Operando Raman to Enhance the Methanol-to-DME Conversion Over Non-Thermally-Pretreated Keggin Heteropolyacids

Heteropolyacids (HPAs) are metal oxygen clusters that are nowadays widely used in acid catalysis. Indeed, as they possess a very strong Bronsted acidity, approaching the superacid region, they generally allow performing reactions at lower temperatures than conventional catalysts. In the present paper, we use in situ/operando Raman spectroscopy to optimize the catalytic performance of H3PW12O40-the strongest Keggin-type HPA in the low temperature (150 degrees C) gas phase dehydration of methanol to dimethyl ether (DME), which is one of the most promising renewable fuels for the future. Precisely, we demonstrate that the ability of methanol to displace the HPA's crystallization water located in-between the Keggin units and thus to reach the acidic protons decreases with increasing temperature.
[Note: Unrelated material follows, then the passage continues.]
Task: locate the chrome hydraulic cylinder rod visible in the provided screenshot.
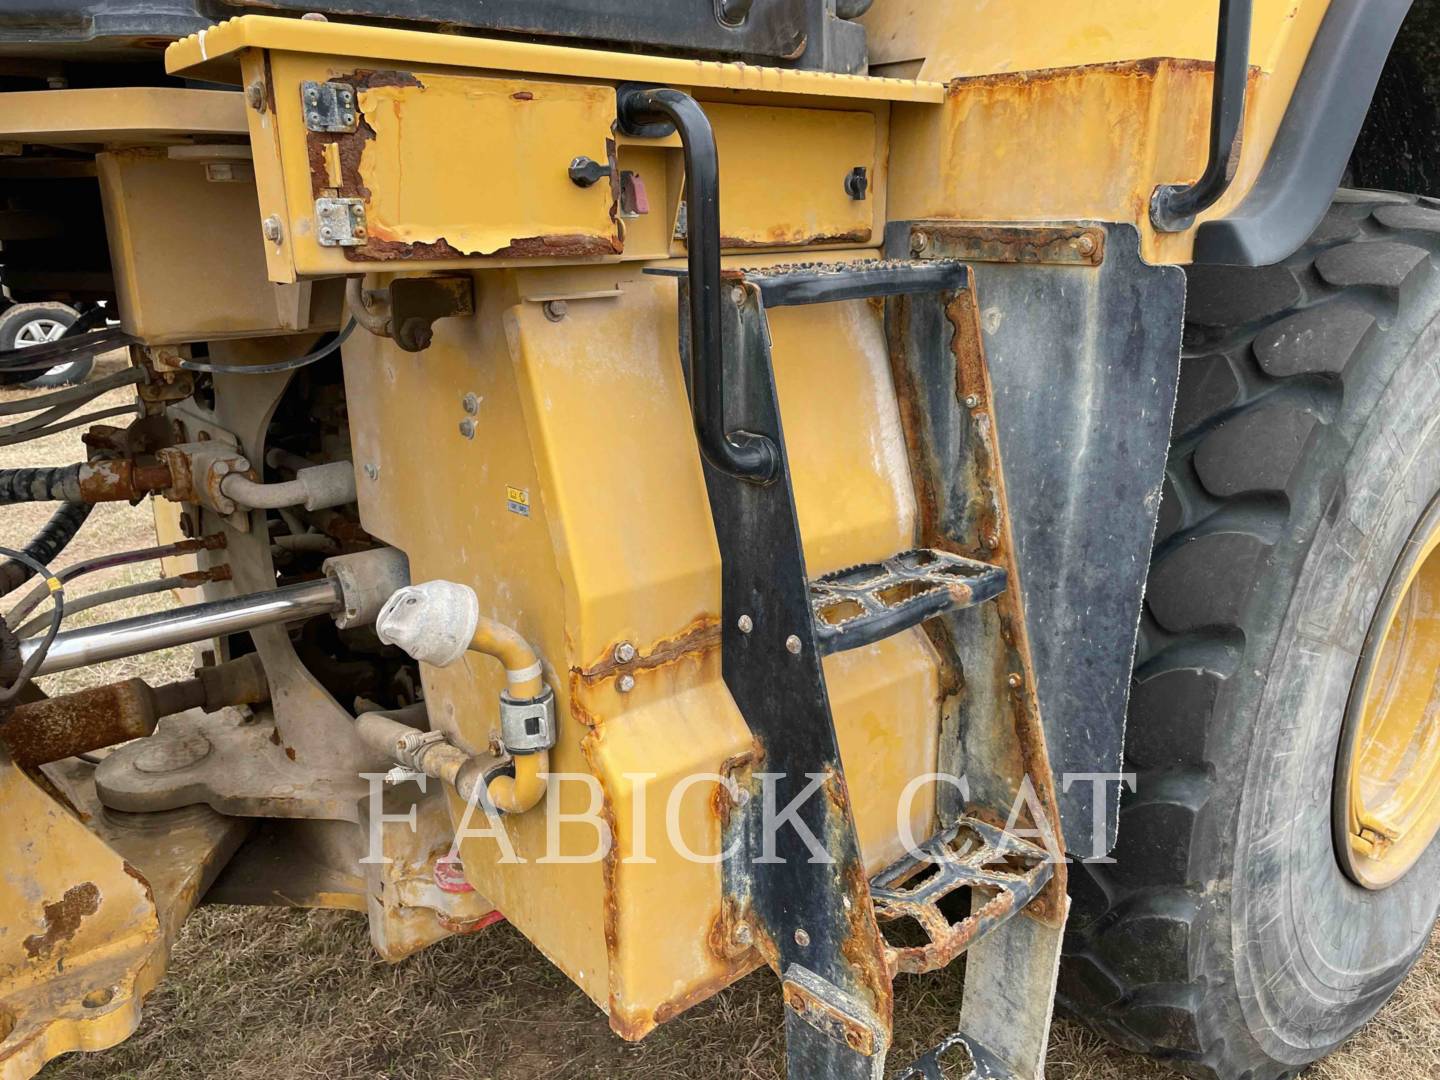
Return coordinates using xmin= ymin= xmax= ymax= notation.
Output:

Actually, we show that one and the same flow of methanol scarcely displaces the crystallization water at reaction temperature 150 degrees C, whereas, at a temperature as low as 25 degrees C, it succeeds to completely dehydrate the HPA. By exploiting this, namely by pre-exposing the initially hydrated HPA to methanol at 25 degrees C right before heating it to a reaction temperature of 150 degrees C, the conversion increases dramatically, precisely by a factor 3. As reflected by the spectra, the flow of methanol at 25 degrees C does not only dehydrate but also recrystallizes the HPA (so rendering its structure more rigid and the diffusion in-between the Keggin units later at 150 degrees C more difficult). As a consequence, the conversion obtained at 150 degrees C is not as high as after a thermal dehydration under inert atmosphere. However, to be complete, the latter requires a temperature as high as 320 degrees C which is not tolerated by all HPA-based catalysts. In other words, the present work shows how to pretreat an HPA-based catalyst in order to maximize its catalytic performance in the methanol-to-DME reaction, depending on its resistance or not to a harsh thermal pretreatment.